The purists will say oh, that's the same old politics as usual, we want something new, different. At which, I'm sure, the Senate Republicans just chuckle and light up their cigars.

Magic just won't cut it in the face of a Sentate filibuster.

But after being one of the early readers of these BloggerBoys, an early contributor to the Dean campaign -- after being involved in Dem and progressive politics for 20 years -- I can't believe the misogyny and arrogance and spoiled-brat attitude of the Obama supporters. Today in the SF Chron a young female columnist wrote that she showed up at her acupuncturist nearly in tears and said that she won't for Hillary, she WON"T. And I had to wonder if she stomped her foot and held her breath until she turned blue afterward.

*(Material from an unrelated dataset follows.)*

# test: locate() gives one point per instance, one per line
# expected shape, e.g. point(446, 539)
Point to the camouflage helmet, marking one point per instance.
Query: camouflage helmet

I expect major major tantrums in Denver.

Anonymous said...

Great commentary, I've really enjoyed this blog. The problem for the DNC is not just the logistical one of seating Florida or Michigan. It is an idealogical one that goes much deeper. Will a political party represent the interests of the people who belong to that party. Those interests are developed in the platform that states the party's concerns and the party's soloutions and ways, legislatively and with particular candidates running locally and nationally. The problem is that on occasion a party must take into account the will of the people. While both states were warned not to caucus or primary outside the calendar, some rogue politicians who had been threatening to jostle things up in protest of tradition took it upon themselves to call the bluff. In Florida this was especially tragic because the Florida Republicans dominating the legislature decided. The florida dem. party had a decision to make. Should we follow the rules and tell our voters that they have no say at all ? They chose to risk allowing the will of the people to at least be heard as in Florida especially given the recent voting history it would have been dangerous to say
Sorry, democratic voters you can't vote at all cause of them rules. All were listed on the ballot and no-one campaigned. The national party is treading a dangerous line. Obama is kicking himself because he and Edwards took their names off the ballot in Michigan. Kucinich was on both ballots. Obama and his followers will continue to bully and cajole. They will demand that the rules be obeyed and the national party will lose it's base. The only people who are enjoying this are the GOP and those guys, Blomberg et, al. who are trying to form a third party that is centrist and bi-partisan. The DNC needs to grow some courage. The democrats used to have some courage, I used to watch the watergate hearings on tv. I grew up admiring FDR.
Howard Dean is not being a very good party leader. Leaders should respond to the will of the people, which if your a party member means you have to allow a re-vote in Michigan and either allow Florida as stands or allow a re-vote. Both need to be primaries not caucuses. If Dean and the DNC don't solve this fairly for all of us, the base will lose all faith and the party will collapse. I know it's hard for Obama's followers to hear, but the base is the foundation of the party and it takes generations to build but a single election cycle to lose. Reagan split it once after Carter. Bill Clinton began to rebuild much of it. This will be gone if the base sees that Florida and Michigan are excluded. The working class will leave in disgust at the incompetence of the venerated party elders, and the inherent injustice of it all. Levy fines, or move them back in the calendar at the next cycle but the DNC can't afford to just stick to the rules,
because it will collapse the party, leaving just a shell and we'll get another slew of democratic
politicians who get into office and suddenly become republicans. Anyone remember Phil Graham of Tex.? What a way to guarantee another few decades of rep. dominance and the continued erosion of the bill of rights. Dr. Dean if you can't grow some political courage, move over and let someone else do it.